『ケンタとジュンとカヨちゃんの国』

過日、映画『ケンタとジュンとカヨちゃんの国』(大森立嗣監督)を観た。

以下、ネタバレがあります。


同じ施設で育ったケンタ(松田翔太)とジュン(高良健吾)は中学卒業後、施設を出て「はつり」という電動ブレーカーで解体工事現場の壁を壊す仕事につくも、先輩の執拗ないじめに遭い、職場を荒らし職場のトラックを盗んで二人で、ケンタの兄カズ(宮粼将)が服役している北海道に向かう。

ケンタが、職場のファイル類やテレビや事務机などを、両手を伸ばし体を軸に脚を大きく蹴り上げて一人でめちゃめちゃにしていく場面は、松田翔太も「アドレナリン出まくった」(パンフレット中の高橋悠による『撮影日誌』より引用)と語っていたけれど、(これは爽快だろうなあ)と思い、あくまでもセットを壊す、という条件でだけれどもやってみたくてたまらなくなった。ここまで魅せられるってまずいんじゃないの?、と自問したり、現実問題としてはちょっと硬いところに指や手の甲が当たっただけでアウチ! などと叫んで動けなくなるだろうことを承知してもだ。


途中で、彼らはちょっと頭のネジが外れたような「ブスでワキガ」のカヨ(安藤サクラ)と出会う。彼らはカヨを置き去りにしたりするが、カヨはついてくる。

カヨが「網走」について勘違いしたことをケンタとジュンは馬鹿にしたように笑う。そのあと彼らもほかの地名についての似たような間違いを犯すが、カヨの誤りと自分たちの誤りが五十歩百歩だということには気づかない。そのことが観終わったあとも、ずっと頭を離れなかった。


ケンタとジュンには「北海道」や「外国」といった見たことのない世界が実在するものとしてなかなか想像できず、壁の向こうに「光の存在」を感じながらも、何度も絶望に引き戻されてしまう。
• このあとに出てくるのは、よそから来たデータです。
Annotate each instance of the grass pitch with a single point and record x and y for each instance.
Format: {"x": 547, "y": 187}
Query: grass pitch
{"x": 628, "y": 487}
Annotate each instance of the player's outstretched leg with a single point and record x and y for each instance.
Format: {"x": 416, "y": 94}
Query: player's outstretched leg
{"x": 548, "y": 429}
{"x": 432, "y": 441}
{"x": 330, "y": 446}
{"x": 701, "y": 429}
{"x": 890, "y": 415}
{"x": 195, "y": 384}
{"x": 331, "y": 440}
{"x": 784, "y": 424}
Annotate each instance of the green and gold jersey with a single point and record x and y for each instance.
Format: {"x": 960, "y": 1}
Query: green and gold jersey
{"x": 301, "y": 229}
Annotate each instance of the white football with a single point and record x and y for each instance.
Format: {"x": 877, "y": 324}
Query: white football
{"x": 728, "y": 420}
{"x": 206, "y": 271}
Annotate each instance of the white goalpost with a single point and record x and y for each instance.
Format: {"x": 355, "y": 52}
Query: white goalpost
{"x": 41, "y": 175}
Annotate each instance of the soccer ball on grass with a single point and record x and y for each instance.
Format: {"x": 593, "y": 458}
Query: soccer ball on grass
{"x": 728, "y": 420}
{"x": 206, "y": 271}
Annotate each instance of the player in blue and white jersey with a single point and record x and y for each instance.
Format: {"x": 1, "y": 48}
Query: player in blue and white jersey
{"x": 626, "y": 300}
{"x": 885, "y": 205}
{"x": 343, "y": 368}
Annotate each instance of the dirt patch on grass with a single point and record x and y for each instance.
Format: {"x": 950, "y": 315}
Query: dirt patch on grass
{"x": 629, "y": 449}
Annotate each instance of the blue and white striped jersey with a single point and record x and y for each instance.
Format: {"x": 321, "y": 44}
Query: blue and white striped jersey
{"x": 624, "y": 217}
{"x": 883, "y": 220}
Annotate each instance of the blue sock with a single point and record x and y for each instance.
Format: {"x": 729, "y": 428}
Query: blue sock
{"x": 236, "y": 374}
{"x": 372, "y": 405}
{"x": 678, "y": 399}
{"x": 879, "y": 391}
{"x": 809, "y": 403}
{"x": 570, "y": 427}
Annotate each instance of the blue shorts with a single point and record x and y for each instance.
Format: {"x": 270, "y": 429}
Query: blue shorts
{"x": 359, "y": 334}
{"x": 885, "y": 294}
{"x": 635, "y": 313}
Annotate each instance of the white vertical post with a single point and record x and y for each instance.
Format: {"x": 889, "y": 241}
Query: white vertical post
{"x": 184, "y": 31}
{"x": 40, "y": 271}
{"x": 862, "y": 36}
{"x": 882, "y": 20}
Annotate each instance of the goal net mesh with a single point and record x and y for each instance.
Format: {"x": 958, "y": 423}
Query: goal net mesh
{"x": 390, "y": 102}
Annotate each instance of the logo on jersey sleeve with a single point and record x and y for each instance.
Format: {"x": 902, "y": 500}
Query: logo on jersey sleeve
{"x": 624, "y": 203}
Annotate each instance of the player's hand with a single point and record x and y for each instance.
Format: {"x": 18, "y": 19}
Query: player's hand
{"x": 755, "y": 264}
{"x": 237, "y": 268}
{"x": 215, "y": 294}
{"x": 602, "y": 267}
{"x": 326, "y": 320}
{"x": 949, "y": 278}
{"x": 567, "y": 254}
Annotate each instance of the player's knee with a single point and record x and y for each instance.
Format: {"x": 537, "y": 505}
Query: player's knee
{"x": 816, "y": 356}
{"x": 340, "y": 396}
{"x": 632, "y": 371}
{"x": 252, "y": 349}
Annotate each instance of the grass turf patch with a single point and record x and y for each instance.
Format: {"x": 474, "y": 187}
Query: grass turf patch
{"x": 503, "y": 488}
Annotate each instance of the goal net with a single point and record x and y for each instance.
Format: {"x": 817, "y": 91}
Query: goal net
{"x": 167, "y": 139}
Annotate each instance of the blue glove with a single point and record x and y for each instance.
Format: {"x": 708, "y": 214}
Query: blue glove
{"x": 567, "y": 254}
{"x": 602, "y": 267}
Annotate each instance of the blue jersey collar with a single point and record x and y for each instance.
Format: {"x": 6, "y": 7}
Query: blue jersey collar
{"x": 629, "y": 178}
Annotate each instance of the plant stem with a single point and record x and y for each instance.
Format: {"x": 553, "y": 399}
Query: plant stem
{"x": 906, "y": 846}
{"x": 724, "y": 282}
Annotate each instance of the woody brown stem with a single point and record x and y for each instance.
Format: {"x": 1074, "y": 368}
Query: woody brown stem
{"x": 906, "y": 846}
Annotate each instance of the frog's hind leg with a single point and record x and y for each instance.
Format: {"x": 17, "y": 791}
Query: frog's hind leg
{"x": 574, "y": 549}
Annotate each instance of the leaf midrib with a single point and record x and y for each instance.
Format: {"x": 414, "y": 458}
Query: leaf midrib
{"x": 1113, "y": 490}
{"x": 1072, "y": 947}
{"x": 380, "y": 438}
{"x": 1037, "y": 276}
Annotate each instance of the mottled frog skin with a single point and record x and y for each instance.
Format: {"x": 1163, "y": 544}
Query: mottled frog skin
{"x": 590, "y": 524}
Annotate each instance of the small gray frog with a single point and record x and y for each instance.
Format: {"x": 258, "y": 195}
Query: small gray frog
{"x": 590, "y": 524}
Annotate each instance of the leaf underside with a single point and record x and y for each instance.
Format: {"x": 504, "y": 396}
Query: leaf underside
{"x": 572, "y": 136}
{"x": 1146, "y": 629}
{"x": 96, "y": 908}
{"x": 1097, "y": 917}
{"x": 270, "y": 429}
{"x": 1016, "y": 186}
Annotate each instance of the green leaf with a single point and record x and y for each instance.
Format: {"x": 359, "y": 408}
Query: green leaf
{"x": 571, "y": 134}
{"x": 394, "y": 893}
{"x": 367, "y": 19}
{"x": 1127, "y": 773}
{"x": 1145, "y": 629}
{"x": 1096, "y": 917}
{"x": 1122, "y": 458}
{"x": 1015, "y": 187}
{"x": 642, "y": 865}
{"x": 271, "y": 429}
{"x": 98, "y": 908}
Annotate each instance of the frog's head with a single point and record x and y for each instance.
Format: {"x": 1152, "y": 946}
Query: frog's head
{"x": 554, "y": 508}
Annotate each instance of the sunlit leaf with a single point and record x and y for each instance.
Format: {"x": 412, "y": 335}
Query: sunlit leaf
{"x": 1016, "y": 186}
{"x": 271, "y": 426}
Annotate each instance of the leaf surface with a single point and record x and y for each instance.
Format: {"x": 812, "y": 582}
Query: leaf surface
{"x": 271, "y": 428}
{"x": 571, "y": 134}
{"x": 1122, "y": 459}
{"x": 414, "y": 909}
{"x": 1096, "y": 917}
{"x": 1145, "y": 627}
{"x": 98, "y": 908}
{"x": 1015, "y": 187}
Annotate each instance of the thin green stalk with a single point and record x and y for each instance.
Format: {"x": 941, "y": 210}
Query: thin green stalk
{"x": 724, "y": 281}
その鬱屈は自分にとって決して「よそにあるもの」ではない。

また、実際に人生を「選んだ」点も僅かとはいえあるのに、長いこと自分が「選べない人間」だという念にとらわれていたケンタを見ていると、自分自身の場合も、存在していた(いる)のに見過ごしてしまった(ている)「壁の向こうの光」が結構あるのではないかと思った。
ラスト近くのジュンの行動を初め、(彼らはこうもできたんじゃないか)、(いや、あれはあれで良かったのだ)と、映画館を出て帰宅してからもけっこう考えてしまった。何日もかかって、三人のそれぞれのラストについても、ようやく部分的に希望が感じられるようになってきた。

彼らの職場の場所が知っている場所に設定されていたこともあって、彼らが「高校に行きたかった」と言うと、(富も特別な才能もない者にとって、教育を受けられるということは、それまでいた抜け出したい環境から抜け出して、望む生活を掴むチャンスを広げ得る本当に貴重なことで、教育を受けられる環境にあったってことはすごく恵まれたことだったんだな)と改めて感じたりもした。


この映画には洞口依子さんも短い時間ながら登場する。
まだかまだかと思った末の登場だったけれど、洞口さんが松田翔太と対峙するシーンは、視線の迫力も、微笑みそうに何か言いたそうに蠢いて結ばれる唇も圧巻で息が止まってしまった。


どういうわけかいわゆる二世や兄妹の監督や俳優が多く(大森立嗣←麿赤兒の息子・大森南朋の兄、松田翔太松田優作・美由紀の息子、安藤サクラ奥田瑛二安藤和津の娘、宮粼将←宮粼あおいの兄、柄本佑柄本明の息子)、血縁者と似たところ、非なるところがいろいろ楽しめた。

温かいもの、やわらかいもの、芯を持ちながらもほわんとしたものの良さは自分でもよくわかっていて、そういうものがそばにあってほしいとも思うのだけれど、(カヨを母性に押し込めないでくれー)と思った。炎などのモチーフのつなげ方や変奏がちょっとかっちりしすぎな気もした。

けれども、若手俳優たちのすごいエネルギーを分けてもらった感覚もあって、できるだけ長く公開されて、たくさんの人に映画館で観てほしいと思える映画だった。
あと、(これ、買わなくてもサイトを読めばいいんじゃないの)というものも多い中、字がびっしりのパンフレットも充実していると思った。